Thursday, 6 February 2014

Another dismal wet day, but at least the male Tawny Owl had come out again, and was in his usual place, a bit rain-spotted but perfectly comfortable.

There was a brisk Coot fight near the Italian Garden, in which at one time five birds were involved.

You never see what starts these fights. There are just some Coots swimming around, and the next moment mayhem breaks loose.

A Moorhen was searching for something edible among the floating leaves on the edge of the Serpentine.

Heaven knows what it found there, but Moorhens will eat absolutely anything.

A pair of Red Crested Pochards brought some much needed colour to the grey scene.

While I was at the owl tree, I met some people who wanted to see the owl, and lent them my binoculars. And one of them, called Jabir, told me a remarkable story. A few months ago he was in Wimbledon, and as he approached a bus shelter he saw a bird under it. At first he thought it was a Sparrowhawk. But in fact it was a falcon. And he took a video of it on his iPhone, from which this is a still.

You can see the whole video here.

It's hard to be sure from this angle what this typical grey falcon is. Compared with the bus shelter it doesn't look large enough to be a Peregrine, though of course male Peregrines are much smaller than females, and it might be one. My guess is that it's a Hobby -- the video was made before these had left for Africa.

It was injured, and unable to fly away. So he did exactly the right thing. He threw his coat over it and bundled it up so that it would not hurt itself further, and took it straight to the Blue Cross at Colliers Wood.
'I've got a bird of prey here,' he said.
'Whaa ...?'
'A bird of prey.'
'A bird of what?'
But when he unwrapped it, everything became clear. The falcon was not seriously injured, so they took it to London Wildcare at Beddington, where it was expected to make a full recovery and be released to get on with its life.

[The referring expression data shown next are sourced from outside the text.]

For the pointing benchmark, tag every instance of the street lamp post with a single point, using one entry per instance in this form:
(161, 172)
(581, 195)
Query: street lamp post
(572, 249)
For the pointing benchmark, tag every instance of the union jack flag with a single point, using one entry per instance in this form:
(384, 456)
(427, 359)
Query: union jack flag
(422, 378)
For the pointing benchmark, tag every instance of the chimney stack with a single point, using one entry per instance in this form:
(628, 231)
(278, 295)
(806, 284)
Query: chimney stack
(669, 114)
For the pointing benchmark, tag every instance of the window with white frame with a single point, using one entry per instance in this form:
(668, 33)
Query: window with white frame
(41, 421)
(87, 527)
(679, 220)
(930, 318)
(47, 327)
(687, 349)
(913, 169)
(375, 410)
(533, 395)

  1. A reassuring story about the rescue of the falcon and lovely study of the pair of Pochards. Hope you did not get too wet.

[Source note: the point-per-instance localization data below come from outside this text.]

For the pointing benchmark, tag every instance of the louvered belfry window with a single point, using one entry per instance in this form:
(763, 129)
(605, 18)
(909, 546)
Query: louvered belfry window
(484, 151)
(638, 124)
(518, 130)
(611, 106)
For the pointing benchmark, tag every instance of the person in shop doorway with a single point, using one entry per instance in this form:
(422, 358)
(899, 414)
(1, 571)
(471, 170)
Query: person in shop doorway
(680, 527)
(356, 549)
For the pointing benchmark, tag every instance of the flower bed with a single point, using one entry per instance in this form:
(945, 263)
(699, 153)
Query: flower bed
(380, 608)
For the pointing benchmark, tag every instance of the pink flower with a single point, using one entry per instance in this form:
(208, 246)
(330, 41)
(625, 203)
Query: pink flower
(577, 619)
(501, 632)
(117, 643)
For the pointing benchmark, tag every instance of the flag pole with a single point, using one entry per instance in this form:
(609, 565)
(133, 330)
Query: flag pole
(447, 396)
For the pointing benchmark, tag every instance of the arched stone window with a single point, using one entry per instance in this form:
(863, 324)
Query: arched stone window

  2. Thanks -- I got absolutely saturated, but it was worth it.

  3. Well done Jabir for saving the bird of prey; bit alarming that they didn't know what that was at the vets'...

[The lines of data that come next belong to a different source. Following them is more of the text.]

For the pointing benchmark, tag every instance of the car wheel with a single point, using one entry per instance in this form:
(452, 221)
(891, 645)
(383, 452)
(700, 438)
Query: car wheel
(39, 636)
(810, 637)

  4. Yellow eyes and long tail compared to the projection of the wings - definitely a sparrowhawk.

    1. No trace of white superciliar stripe in the rather blurred pictures. The bird sanctuary described it as a 'Kestrel', about the one common bird of prey it couldn't possibly be.

    2. I was thinking a male without much of a supercillium, such as the one pictured here ( which shows similar wing/tail proportions. You can see the yellow eyes in the video, which rules out a falcon.